The office is an example of what Fidelity thinks newer offices will look and feel like, O’Brien said. Advisors can visit the office or see it online in a virtual tour, similar to what you might see on a real estate company’s website. “We recognize that not every advisor that we serve or that wants to work with Fidelity is going to travel to the Northeast,” O’Brien said. “We wanted to make it a place where people could come and learn what’s new in technology and hopefully be able to see practices where good technology is getting good utilization and good innovation.”
O’Brien said 80% of advisors want to do more with technology and get better utilization, referring to data from Fidelity’s “Insights on Advice” study conducted last year. “Part of what we can do here is take new technologies and put it into practice so that advisors can hopefully learn ways to make their investment in technology more efficient.”
Fidelity has a “pretty robust practice management offering,” O’Brien said, that includes technology and operations consultants to help advisors implement new technology or get better utilization of what they currently have. “It’s a pretty scalable offering.
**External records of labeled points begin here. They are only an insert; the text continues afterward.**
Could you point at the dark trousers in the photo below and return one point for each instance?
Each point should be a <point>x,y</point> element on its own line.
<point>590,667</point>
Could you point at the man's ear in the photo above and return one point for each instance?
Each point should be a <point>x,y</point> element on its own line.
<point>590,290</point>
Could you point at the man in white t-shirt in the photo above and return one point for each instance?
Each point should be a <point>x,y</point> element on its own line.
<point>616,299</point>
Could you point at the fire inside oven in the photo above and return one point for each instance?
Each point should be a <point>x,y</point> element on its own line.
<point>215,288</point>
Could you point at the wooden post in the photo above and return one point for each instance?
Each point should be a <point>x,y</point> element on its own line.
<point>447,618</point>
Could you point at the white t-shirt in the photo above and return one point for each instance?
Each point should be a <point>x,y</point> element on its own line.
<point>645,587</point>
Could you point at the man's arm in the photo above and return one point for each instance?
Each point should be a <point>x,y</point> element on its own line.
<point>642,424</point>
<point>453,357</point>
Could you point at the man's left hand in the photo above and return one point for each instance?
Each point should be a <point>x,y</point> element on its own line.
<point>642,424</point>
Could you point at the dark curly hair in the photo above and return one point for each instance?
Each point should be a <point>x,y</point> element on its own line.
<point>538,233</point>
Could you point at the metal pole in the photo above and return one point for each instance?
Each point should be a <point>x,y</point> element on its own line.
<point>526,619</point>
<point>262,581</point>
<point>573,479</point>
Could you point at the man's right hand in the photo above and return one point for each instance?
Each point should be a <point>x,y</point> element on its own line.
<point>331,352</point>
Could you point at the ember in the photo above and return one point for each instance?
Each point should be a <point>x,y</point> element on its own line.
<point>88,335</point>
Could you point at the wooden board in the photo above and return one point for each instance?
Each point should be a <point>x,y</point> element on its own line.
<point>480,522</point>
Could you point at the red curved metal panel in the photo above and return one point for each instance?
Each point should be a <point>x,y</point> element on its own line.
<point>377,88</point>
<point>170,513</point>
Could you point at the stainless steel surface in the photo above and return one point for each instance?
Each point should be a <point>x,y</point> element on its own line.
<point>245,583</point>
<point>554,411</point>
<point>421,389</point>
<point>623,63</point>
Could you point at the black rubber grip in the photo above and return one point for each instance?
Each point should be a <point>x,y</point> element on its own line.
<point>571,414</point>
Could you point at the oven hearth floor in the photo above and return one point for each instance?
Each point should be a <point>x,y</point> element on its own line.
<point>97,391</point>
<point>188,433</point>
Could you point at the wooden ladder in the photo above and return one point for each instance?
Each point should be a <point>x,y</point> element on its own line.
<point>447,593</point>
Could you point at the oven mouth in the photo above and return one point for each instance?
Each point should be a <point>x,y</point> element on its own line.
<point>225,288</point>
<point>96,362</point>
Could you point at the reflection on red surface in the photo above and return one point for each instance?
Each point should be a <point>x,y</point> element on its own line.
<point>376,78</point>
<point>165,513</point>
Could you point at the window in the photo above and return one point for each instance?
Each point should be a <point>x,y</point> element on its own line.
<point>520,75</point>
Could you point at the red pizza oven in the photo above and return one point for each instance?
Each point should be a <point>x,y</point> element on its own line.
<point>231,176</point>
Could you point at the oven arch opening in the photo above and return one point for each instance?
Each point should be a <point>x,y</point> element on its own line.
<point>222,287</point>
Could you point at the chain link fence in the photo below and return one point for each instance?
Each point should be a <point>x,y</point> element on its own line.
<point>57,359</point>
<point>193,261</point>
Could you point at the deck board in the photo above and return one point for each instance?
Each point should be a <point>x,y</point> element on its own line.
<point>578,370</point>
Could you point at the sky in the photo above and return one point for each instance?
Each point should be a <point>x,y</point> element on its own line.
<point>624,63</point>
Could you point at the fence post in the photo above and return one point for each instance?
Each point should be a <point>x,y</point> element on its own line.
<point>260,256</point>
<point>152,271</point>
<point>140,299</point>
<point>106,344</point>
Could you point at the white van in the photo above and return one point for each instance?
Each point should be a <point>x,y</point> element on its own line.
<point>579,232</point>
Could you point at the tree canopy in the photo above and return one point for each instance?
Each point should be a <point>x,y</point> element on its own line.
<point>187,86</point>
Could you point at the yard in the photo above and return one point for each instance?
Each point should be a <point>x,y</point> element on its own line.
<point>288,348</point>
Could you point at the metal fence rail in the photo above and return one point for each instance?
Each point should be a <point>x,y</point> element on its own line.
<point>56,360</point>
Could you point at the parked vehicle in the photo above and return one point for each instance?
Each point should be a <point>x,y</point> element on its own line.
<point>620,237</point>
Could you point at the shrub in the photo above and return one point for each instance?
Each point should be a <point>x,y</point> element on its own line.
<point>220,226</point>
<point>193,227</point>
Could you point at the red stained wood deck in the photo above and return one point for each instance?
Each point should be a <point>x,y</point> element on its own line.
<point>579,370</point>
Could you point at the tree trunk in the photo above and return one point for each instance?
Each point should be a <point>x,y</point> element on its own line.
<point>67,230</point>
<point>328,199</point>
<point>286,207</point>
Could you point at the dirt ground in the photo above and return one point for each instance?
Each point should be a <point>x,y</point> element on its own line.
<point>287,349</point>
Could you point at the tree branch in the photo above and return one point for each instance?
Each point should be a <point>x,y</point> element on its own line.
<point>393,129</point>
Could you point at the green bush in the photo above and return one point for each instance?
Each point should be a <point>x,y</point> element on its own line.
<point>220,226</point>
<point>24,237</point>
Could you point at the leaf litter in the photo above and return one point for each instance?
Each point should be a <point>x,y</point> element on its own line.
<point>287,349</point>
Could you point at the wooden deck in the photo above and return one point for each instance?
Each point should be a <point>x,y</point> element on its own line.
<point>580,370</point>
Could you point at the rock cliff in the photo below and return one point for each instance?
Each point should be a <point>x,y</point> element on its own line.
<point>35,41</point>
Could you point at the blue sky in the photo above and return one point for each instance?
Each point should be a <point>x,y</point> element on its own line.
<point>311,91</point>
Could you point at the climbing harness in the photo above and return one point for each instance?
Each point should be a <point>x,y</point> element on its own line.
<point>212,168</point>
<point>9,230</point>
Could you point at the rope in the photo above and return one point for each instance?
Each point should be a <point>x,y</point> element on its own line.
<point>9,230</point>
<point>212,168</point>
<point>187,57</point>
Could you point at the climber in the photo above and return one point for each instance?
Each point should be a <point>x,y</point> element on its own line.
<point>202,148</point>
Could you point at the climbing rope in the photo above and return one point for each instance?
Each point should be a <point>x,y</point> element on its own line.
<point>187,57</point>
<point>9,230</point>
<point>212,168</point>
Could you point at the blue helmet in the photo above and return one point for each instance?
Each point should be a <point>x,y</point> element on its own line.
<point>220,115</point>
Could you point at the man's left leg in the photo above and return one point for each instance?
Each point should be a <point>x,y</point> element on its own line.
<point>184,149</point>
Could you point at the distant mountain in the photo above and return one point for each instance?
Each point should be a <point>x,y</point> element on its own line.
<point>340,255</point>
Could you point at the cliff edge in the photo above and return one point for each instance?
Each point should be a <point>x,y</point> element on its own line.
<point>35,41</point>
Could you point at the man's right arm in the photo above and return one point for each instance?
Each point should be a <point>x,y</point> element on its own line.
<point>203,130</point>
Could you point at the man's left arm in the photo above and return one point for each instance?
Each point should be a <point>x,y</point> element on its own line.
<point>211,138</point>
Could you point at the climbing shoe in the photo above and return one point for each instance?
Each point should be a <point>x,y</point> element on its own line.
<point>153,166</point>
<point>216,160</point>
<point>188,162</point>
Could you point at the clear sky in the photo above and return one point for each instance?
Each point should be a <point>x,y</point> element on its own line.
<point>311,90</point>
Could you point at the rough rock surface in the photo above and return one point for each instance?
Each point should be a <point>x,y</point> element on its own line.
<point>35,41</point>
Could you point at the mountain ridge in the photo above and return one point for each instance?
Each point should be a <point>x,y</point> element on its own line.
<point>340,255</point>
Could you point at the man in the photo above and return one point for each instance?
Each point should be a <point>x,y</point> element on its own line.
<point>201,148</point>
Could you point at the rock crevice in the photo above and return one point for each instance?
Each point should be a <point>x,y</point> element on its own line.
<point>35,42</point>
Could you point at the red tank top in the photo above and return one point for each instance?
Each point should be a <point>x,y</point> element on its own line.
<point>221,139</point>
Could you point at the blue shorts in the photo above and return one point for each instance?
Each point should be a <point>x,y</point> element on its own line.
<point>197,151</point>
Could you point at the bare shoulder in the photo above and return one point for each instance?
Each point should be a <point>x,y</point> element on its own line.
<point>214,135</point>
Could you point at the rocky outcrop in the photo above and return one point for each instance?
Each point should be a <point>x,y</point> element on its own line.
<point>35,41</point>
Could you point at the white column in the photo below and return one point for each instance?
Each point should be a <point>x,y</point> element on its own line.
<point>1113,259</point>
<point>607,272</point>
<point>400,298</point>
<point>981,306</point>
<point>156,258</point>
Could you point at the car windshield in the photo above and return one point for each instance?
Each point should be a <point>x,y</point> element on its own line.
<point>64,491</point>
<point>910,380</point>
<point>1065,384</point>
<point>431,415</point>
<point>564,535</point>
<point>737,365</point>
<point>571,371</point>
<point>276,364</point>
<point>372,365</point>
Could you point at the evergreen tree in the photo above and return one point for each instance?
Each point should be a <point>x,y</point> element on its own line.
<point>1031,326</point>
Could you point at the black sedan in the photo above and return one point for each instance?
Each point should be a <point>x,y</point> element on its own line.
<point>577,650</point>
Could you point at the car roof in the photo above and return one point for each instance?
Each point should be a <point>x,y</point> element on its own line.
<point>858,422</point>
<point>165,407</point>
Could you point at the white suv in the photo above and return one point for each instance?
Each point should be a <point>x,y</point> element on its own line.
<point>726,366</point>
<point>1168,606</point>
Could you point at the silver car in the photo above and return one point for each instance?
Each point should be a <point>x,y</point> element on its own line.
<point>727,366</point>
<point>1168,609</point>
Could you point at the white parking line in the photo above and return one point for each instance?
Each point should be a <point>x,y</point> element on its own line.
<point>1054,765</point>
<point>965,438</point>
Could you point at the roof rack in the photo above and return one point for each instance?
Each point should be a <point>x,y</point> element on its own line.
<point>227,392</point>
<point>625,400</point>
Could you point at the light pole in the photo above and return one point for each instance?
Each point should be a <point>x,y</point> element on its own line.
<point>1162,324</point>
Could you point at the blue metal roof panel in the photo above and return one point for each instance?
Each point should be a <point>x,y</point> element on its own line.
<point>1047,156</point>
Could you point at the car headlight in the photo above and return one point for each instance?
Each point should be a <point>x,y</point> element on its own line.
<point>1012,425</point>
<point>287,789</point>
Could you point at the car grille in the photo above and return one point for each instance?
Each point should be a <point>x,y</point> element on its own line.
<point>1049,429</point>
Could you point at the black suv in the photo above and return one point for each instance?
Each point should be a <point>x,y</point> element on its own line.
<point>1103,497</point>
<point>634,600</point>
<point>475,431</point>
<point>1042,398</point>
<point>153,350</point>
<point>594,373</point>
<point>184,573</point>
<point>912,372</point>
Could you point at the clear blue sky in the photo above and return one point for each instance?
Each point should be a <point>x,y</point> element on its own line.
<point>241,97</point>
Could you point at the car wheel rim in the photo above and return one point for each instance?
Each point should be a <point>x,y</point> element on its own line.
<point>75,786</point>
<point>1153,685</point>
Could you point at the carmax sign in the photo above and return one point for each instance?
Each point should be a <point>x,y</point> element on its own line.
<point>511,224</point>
For instance, let’s say somebody calls and says, ‘I’m thinking about moving some of my software and applications to the cloud.’ We have white papers, we have checklists that say, ‘Here are the top 10 questions you should ask when thinking about cloud technology.’ From that kind of tactical [support] all the way through to helping advisors decide if they should have their own data warehousing strategy to support their multiple lines of business. It’s a pretty broad spectrum that we can help them on.”
O’Brien said of the experimental office, “It gives you a sense of a room that is much more open to collaborative discussions with their advisors either working with associates in an office or when they have clients in the office, moving away from what tends to be 'you and I sit down across a six-foot wooden table with a monitor in between us.' Instead, we’re putting technology in our hands that we can work with together.”
As for the kind of technology on display, some is familiar, like monitors and cameras that facilitate virtual meetings. The office also showcases things like gesture controllers “so that we can start to use more human interaction as opposed to things like mouse clicks.”
This kind of technology is an attempt to “make the environment more user-friendly,” O’Brien said. When people feel “more comfortable with technology, hopefully they’re going to use it more.”
Advisors’ adoption of technology isn’t so much a strategy to appeal to younger, more tech-savvy clients, either. Research from the “Insights on Advice” study found one-third of advisors are already using cloud technology and another third want to adopt it. “Very quickly you see it’s not really based on generation [of clients], it’s firms that want to do two things: They want to drive more efficiency in their practice and they want to have a better client interaction."